Going ashore early in the morning at Panapompom island, we were greeted by a “warrior threat” welcome that was a perfect start to our day. We then enjoyed a group dance that involved an entertaining story with an eel; the locals seemed to find it especially humorous. Wandering around the village, it was great to interact with the people in this remote and fairly traditional village. Still using sailing boats (no motors) as the main means of transportation has greatly influenced their lives.
Later in the morning, we repositioned across to tiny Nivani Island. Some of us took the “normal” means of Zodiac, while others joined the local sailing canoes for a more “traditional” way across. What an incredible way to travel, in boats that have probably little changed in thousands of years. We mainly came to Nivani Island for two reasons, lunch and a relic from World War II. Our hotel team created a delicious and diverse spread and certainly satisfied us! From there, it was time to hit the water.
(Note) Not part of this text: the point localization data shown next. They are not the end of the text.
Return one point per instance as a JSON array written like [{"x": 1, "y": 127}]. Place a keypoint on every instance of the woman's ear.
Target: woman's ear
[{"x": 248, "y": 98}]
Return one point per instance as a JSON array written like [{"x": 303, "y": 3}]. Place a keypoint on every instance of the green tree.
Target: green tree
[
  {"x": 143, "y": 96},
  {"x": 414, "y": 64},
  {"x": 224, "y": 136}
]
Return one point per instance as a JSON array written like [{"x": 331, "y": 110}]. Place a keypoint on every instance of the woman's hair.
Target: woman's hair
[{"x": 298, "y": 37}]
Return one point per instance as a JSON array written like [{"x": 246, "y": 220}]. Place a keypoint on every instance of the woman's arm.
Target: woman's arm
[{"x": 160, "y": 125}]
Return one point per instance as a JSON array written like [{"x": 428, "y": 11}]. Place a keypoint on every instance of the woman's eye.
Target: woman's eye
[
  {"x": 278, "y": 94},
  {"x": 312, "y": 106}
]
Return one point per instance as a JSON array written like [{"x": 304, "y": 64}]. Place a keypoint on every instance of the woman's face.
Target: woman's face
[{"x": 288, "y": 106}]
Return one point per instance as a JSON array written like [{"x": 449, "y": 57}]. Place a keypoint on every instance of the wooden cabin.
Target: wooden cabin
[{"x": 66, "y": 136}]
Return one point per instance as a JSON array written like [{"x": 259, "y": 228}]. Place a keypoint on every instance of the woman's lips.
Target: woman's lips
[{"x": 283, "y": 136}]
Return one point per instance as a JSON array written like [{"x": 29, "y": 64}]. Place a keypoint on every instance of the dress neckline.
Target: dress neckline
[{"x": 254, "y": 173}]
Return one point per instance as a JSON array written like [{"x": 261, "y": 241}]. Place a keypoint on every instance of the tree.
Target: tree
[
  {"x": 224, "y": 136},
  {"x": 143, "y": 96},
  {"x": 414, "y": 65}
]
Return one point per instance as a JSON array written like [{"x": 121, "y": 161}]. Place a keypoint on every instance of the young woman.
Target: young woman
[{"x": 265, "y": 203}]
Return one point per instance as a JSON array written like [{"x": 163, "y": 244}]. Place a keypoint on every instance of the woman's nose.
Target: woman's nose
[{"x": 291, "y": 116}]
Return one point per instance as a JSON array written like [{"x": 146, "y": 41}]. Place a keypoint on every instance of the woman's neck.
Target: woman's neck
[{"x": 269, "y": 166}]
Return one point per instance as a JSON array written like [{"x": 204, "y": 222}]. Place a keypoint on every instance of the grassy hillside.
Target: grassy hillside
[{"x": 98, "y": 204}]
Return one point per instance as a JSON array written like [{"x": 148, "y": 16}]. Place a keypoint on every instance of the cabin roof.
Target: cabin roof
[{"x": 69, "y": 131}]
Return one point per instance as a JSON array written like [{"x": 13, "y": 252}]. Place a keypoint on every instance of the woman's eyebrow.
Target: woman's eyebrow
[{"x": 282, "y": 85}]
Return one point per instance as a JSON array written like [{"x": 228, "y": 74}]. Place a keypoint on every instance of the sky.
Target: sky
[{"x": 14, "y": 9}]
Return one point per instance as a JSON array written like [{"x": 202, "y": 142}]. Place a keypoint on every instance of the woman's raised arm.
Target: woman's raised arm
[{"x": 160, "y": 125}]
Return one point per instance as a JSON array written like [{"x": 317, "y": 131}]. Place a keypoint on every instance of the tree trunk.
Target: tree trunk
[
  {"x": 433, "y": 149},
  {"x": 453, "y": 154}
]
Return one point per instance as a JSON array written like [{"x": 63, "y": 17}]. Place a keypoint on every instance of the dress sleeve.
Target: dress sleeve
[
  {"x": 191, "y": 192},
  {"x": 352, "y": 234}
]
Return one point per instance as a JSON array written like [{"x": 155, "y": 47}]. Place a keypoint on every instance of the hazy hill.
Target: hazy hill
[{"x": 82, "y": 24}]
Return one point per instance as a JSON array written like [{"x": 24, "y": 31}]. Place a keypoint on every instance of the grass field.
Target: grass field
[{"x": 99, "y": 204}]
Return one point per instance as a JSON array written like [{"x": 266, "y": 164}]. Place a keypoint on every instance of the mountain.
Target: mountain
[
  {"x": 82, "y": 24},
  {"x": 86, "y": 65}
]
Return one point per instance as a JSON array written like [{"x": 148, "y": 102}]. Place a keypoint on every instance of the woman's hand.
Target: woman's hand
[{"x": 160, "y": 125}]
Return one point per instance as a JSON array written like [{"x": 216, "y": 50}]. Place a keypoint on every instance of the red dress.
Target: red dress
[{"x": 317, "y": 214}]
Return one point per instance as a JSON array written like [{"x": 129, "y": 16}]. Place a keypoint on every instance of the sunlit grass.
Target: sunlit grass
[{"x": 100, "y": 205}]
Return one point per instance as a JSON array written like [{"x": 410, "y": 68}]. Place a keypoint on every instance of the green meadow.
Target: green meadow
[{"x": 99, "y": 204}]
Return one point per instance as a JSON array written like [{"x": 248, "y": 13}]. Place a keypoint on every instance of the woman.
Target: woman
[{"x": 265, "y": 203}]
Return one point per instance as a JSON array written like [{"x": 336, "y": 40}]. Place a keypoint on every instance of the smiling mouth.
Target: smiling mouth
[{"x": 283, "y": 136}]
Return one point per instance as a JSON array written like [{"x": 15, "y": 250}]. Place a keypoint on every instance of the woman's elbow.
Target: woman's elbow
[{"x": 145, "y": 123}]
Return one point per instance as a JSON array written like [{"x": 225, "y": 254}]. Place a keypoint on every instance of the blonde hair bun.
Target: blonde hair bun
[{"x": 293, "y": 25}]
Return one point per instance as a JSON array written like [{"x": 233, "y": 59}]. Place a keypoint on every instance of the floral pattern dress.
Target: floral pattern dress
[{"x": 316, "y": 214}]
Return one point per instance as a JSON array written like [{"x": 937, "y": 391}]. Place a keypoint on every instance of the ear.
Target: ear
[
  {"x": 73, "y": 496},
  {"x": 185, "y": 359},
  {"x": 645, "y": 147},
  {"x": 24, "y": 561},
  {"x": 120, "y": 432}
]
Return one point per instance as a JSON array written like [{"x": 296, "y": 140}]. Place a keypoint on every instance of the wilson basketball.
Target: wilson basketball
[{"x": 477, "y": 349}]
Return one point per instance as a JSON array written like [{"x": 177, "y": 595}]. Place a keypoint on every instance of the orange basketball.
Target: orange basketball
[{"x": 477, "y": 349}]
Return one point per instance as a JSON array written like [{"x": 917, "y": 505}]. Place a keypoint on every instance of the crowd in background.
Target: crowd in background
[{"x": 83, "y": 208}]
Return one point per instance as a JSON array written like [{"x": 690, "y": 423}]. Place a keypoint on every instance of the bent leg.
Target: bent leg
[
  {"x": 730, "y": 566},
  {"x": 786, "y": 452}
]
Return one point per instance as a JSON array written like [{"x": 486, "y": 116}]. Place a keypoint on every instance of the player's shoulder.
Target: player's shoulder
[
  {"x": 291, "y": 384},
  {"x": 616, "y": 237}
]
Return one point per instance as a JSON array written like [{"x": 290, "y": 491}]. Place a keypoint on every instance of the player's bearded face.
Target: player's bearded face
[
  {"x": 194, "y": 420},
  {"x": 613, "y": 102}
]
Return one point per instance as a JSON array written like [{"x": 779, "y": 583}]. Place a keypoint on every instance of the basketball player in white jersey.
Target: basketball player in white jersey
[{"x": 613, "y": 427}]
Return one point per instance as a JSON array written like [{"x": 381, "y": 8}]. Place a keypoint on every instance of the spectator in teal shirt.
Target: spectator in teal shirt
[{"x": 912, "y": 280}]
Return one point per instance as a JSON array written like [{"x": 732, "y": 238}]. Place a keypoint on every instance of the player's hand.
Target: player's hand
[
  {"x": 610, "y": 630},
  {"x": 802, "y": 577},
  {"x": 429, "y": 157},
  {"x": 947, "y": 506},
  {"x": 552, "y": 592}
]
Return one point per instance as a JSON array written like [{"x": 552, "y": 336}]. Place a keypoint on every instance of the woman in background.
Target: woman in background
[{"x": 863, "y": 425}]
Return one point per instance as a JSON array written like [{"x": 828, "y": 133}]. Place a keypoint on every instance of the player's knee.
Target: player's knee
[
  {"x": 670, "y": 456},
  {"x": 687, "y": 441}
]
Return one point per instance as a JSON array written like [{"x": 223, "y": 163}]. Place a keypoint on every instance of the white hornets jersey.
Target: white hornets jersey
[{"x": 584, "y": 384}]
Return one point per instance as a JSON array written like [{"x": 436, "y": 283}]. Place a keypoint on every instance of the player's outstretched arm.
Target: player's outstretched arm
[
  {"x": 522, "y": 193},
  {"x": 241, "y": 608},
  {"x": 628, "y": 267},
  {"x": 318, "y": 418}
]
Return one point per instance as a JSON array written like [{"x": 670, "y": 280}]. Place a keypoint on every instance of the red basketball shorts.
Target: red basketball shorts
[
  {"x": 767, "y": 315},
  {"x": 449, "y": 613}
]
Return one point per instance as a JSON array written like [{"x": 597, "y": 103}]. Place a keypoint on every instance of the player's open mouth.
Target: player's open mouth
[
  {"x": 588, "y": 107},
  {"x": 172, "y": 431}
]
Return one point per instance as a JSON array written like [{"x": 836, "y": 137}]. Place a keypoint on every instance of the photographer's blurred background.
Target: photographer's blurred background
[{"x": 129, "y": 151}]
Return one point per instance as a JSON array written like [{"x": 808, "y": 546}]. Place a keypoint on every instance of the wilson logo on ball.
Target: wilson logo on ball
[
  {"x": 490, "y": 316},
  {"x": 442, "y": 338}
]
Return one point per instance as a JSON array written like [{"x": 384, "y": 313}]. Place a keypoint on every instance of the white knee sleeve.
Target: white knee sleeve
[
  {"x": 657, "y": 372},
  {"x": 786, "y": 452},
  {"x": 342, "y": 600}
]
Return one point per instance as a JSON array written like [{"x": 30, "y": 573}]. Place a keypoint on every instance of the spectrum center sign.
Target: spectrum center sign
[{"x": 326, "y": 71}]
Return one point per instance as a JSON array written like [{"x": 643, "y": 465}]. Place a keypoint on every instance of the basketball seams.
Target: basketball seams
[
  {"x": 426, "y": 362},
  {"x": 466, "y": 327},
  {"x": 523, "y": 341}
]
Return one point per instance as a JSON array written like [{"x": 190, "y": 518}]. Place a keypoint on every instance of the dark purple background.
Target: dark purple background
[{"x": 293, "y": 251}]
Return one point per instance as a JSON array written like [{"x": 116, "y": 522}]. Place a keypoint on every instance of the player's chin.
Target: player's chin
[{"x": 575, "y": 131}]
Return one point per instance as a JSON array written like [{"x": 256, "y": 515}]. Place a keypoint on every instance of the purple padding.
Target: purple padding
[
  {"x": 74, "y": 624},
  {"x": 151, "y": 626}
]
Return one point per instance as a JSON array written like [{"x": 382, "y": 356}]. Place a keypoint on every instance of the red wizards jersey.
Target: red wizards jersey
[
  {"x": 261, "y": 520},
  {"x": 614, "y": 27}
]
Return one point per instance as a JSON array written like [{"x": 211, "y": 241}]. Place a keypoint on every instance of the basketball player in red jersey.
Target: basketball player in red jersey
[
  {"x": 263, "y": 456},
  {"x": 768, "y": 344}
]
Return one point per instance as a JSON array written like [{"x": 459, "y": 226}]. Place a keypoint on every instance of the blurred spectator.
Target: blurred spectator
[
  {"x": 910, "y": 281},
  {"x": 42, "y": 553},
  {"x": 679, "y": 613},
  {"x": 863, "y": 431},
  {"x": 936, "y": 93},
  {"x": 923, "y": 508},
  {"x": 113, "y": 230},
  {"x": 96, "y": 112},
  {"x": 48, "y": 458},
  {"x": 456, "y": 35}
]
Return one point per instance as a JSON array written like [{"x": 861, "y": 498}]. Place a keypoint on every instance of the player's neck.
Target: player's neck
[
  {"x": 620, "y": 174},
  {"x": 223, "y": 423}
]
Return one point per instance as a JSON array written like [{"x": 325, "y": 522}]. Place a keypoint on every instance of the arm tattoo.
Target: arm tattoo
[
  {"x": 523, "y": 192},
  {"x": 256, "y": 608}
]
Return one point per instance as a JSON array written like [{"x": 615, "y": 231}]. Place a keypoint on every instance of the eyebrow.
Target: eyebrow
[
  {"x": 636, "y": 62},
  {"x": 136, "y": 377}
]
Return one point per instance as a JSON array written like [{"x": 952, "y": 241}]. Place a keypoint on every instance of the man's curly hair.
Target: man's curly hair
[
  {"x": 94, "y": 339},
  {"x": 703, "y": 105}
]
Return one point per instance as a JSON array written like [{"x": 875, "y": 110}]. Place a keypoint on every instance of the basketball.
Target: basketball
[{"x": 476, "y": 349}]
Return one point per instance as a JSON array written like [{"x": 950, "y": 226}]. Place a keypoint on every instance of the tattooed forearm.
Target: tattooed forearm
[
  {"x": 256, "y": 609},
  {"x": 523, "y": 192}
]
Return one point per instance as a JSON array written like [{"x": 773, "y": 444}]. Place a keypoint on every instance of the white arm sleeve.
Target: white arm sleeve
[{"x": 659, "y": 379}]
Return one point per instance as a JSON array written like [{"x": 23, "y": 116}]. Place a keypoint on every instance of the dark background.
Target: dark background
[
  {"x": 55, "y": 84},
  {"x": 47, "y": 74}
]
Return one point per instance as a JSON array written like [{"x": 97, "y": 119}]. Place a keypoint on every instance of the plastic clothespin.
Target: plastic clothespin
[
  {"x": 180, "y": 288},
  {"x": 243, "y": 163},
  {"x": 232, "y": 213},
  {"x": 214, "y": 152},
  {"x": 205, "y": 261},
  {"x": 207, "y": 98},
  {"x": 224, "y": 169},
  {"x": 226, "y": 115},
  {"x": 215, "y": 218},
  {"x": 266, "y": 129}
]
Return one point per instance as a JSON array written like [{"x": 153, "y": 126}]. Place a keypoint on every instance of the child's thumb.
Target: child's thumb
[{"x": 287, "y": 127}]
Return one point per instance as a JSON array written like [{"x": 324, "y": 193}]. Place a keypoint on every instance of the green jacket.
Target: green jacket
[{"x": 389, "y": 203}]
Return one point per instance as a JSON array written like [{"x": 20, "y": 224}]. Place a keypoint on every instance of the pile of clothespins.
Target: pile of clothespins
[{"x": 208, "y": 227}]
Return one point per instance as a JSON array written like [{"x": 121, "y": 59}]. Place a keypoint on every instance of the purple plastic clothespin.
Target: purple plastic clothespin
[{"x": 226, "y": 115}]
Our main goal for snorkeling, or going in the glass-bottom Zodiac, was to see a Japanese Zero fighter plane that ditched here in World War II. In May 1942, United States warplanes sank the carrier that this Zero came from, so it had no other choice but to ditch in this beautiful and sheltered spot. What luck for us! To be able to see a mostly intact WWII airplane in less than ten feet of water was a real treat. In addition, huge numbers of anemones have taken over the plane, and where there are anemones, there must be anemonefish! Three different species of anemone fish, including the true clownfish, swarmed the fuselage of the plane and made a great thing even better.